Tijd voor pedagogiek - Over de pedagogische paragraaf in onderwijs, opleiding en vorming
Gert Biesta
Professor of Education bij Brunel University London
Geraadpleegd op 15-12-2024,
van https://wij-leren.nl/tijd-voor-pedagogiek-inaugurele-rede-inleiding.php
Dit is een licht bewerkte versie van de inaugurele rede uitgesproken bij de aanvaarding van het ambt van bijzonder hoogleraar voor de pedagogische dimensies van onderwijs, opleiding en vorming met bijzondere aandacht voor processen van humanisering aan de Universiteit voor Humanistiek op 11 april 2018. Op wij-leren.nl plaatsen we deze tekst in vijf gedeelten.
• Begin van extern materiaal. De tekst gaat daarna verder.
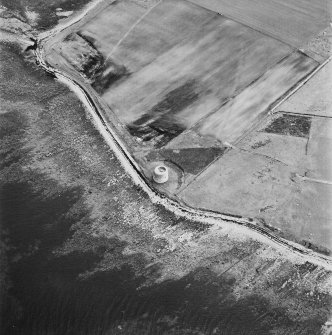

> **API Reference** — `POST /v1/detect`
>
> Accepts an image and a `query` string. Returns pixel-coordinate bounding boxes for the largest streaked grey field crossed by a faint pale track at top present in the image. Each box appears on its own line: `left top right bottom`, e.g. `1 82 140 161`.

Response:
74 1 300 146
Deze eerste bijdrage betreft deel 1 en tevens de inleiding.
De serie
Dit zijn de hierop volgende bijdragen:
- Deel 2: Pedagogiek, een betrokken handelingswetenschap
- Deel 3: Wat er op het spel staat: Volwassen in de wereld willen zijn
- Deel 4: Subjectiverend onderwijs: Het curriculum op zijn kop
- Deel 5: Pedagogiek, innerlijkheid en humaniteit en slot.
De referenties zijn te vinden in deel 5.
Inleiding
Ik sta hier vandaag met gemengde gevoelens. Dat is niet omdat ik een inaugurele rede uitspreek op een leeftijd waarop menig hoogleraar al aan een afscheidsrede begint te denken, maar omdat datgene waar het in deze rede om gaat – de pedagogiek – in de Nederlandse academische context nogal in de marge is geraakt (zie Levering, 2012; zie ook Brezinka, 2015), en omdat mijn eigen biografie daar nauw mee is verbonden.
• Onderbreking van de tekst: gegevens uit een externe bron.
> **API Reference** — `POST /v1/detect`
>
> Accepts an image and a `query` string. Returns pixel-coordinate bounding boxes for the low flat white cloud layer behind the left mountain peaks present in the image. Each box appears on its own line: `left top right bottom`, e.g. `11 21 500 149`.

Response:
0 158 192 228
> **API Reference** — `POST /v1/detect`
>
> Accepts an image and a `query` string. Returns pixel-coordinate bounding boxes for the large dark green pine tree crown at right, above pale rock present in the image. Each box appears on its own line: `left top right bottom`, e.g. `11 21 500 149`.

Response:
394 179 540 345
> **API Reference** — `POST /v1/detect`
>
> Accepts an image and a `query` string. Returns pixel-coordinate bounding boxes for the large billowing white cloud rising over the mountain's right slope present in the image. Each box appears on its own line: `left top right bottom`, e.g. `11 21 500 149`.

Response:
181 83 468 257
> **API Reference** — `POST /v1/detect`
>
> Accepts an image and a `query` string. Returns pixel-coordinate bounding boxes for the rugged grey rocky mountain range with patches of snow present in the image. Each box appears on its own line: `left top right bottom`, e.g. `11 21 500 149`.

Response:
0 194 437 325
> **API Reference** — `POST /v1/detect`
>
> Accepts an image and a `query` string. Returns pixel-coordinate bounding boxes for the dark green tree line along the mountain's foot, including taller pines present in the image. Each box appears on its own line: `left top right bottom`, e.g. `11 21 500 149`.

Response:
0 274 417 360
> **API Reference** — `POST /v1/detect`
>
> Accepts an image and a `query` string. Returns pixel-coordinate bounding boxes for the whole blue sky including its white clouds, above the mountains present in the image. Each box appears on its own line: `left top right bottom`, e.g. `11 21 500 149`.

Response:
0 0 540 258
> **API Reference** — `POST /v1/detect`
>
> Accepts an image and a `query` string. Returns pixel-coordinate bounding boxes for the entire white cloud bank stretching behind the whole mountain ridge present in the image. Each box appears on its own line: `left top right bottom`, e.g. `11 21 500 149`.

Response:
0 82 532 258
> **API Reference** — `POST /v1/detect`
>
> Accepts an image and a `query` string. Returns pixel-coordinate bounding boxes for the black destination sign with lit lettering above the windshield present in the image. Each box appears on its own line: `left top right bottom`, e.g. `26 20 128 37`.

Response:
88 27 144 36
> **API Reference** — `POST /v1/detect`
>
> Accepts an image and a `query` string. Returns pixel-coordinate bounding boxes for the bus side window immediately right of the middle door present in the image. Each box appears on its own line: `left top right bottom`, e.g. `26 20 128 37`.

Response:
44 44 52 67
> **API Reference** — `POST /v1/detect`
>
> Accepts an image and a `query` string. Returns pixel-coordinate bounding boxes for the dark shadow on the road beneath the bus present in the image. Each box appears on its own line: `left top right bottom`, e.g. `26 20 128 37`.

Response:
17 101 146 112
Er lijkt in Nederland in de afgelopen decennia een academische monocultuur tot stand te zijn gekomen die weliswaar veel produceert en hoog scoort, maar waarvan de intellectuele bandbreedte tamelijk smal is.
Dat heeft zijn weerslag op definities van wetenschappelijkheid, die zich vooral richten op het gebruik van bepaalde methoden en op publicatie in Engelstalige tijdschriften. Maar het heeft vooral ook invloed op de wetenschappelijke, maatschappelijke en politieke ‘speelruimte’ (Harbers, 1986) waarbinnen academici hun werk kunnen doen (2).
Pedagogische vragen
Die ruimte is in de Britse context heel anders geconstrueerd, en ik kan niet ontkennen dat ik in ruime mate heb geprofiteerd van de intellectuele vrijheid die die context biedt (3).
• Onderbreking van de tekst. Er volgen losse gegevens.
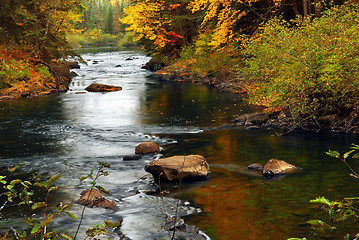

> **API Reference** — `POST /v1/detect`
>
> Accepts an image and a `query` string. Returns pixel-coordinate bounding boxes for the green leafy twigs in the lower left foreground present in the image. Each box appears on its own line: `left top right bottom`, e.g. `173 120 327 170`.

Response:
0 162 117 240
Dat ik hier vandaag sta – en misschien is het nauwkeuriger om te zeggen: dat ik hier vandaag toch sta – laat daarom allereerst zien dat pedagogische vragen zich in de praktijk van opvoeding en onderwijs blijven stellen, ongeacht of ze nu wel of niet wetenschappelijk worden bereflecteerd.
Pedagogische vragen zijn, anders gezegd, onuitroeibaar, ofschoon het nog wel een uitdaging is om die vragen als pedagogische vragen te stellen (4). Dat ik hier sta, is daarnaast ook een eerbetoon aan degenen die de vlam van de pedagogiek in Nederland brandende hebben weten te houden – in de academische context, in hogescholen, maar voor een belangrijk deel ook daarbuiten.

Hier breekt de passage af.